The dramatic tyre failure led to a spectacular accident, with the race red-flagged on lap 3.
After a delay of 26 minutes, with the tyre barrier repaired, the experienced Luff led the field away.
With a combined age of 79, the Tander-Luff combination was one of the most experienced on the grid.
Whether it was a fancied combination was another thing; Tander hadn't won since Townsville in 2014, with Luff winless since the 2013 Gold Coast 600.
Luff drove an assured first stint, with rain triggering the leaders to switch to wets on lap 37.
Dumbrell took the lead from Luff on lap 49, before the Safety Car was deployed six laps later when Dean Canto, co-driving for Mark Winterbottom, spun off at Turn 4.
Co-drivers had completed their minimum of 54 laps, but Dumbrell remained behind the wheel, with Tander fifth on the restart. Tander had moved up to second by lap 68, with Dumbrell still leading.
Tander regained the lead for the #2 with Dumbrell taking on more fuel than those around him.
Whincup, now behind the wheel and trailing Tander, Scott McLaughlin, Todd Kelly and Craig Lowndes, copped a radio message he'd rather forget.
It was found Dumbrell had removed his seat belts too early during the pit stop. Whincup was slapped with a drive-through penalty, the #88 dropped to 18th, and they would finish 13th.
With Whincup out of contention, the race was Tander's to lose, and he worked hard to regain the lead in a feisty battle with McLaughlin.
After several failed overtake attempts, Tander pitted on lap 104, and McLaughlin was followed into the lane by van Gisbergen a lap later.
The #2 emerged in the effective lead, with van Gisbergen benefiting from an error from McLaughlin to jump into second.
The gap between Tander and van Gisbergen, once the field had cleansed, was 11 seconds. Elbow nudges and winks all-round for HRT, with Luff perhaps believing a second Sandown 500 win was a certainty.
Bang. There goes the front-left guard. On lap 122, Tander's chances began to lessen by the lap. With the damage slowing his progress, van Gisbergen began to close in.
Tander's initial blushes were saved by the fibreglass guard being fastened by the rear mounts, which was enough to satisfy the race stewards.
All the while, though, the #97 eked closer. With the race time certain, Tander scraped home by three tenths over van Gisbergen after 143 of the scheduled 161 laps.
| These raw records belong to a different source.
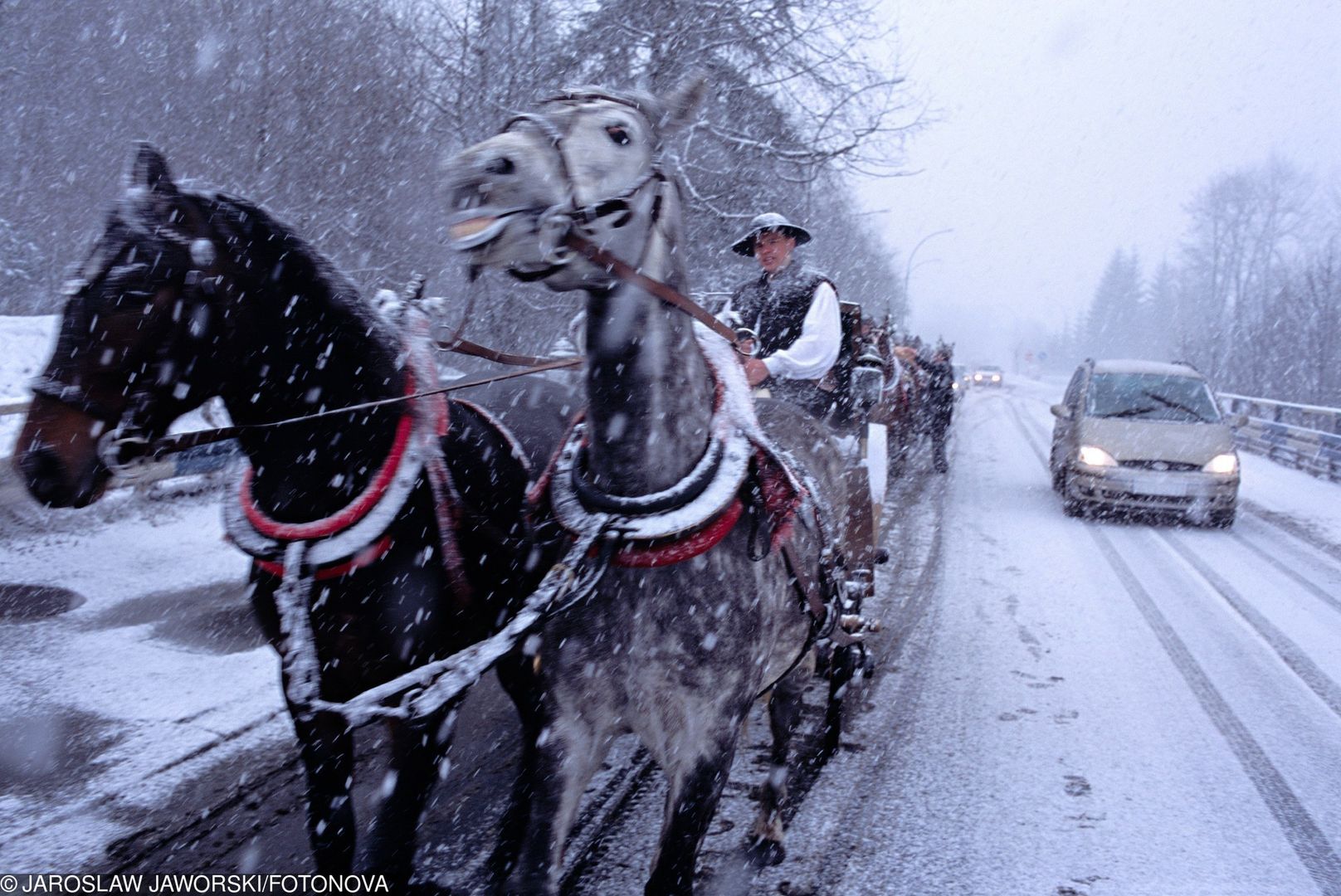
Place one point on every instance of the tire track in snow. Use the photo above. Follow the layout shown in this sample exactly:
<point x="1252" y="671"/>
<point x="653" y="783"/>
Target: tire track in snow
<point x="1313" y="848"/>
<point x="1293" y="528"/>
<point x="1327" y="597"/>
<point x="1289" y="650"/>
Tander had broken his drought. Luff was a winner again. HRT ended its long wait for victory, with its last coming at the season-opening Adelaide 500.
The sight of the flapping guard still had some up in arms, although it mattered little to van Gisbergen, despite the Kiwi losing out on victory from seventh on the grid.
"It lasted [until the end] so it was the right call," said eventual series champion van Gisbergen, who took the lead in the standings following Whincup and Dumbrell's nightmare.
"If they did black flag it, it would have been a hollow victory.
"They were the fastest car today, those guys, and they deserved to win."
For Tander, now the fourth-most winningest driver of all time following his Bathurst win with van Gisbergen last year, the guard incident was a major surprise.
"I didn't know what had happened initially… I was looking at the dash, checking my fuel number when I heard this 'whack', and the mirror was gone," he explained after the race.
"I didn't know if I'd run over something, or what had happened. Then at the end of the back straight, the car balance was horrible.
"We had been doing it comfortably to that point, but it became very, very difficult to drive.
"[The team] kept telling me the gap, but when it got to three seconds I said, 'I can see him, just leave me alone'.
"If it was a couple more laps it would have been an interesting race."
The second round of the 2021 Repco Supercars Championship will be at Sandown in March. Tickets will be on sale soon.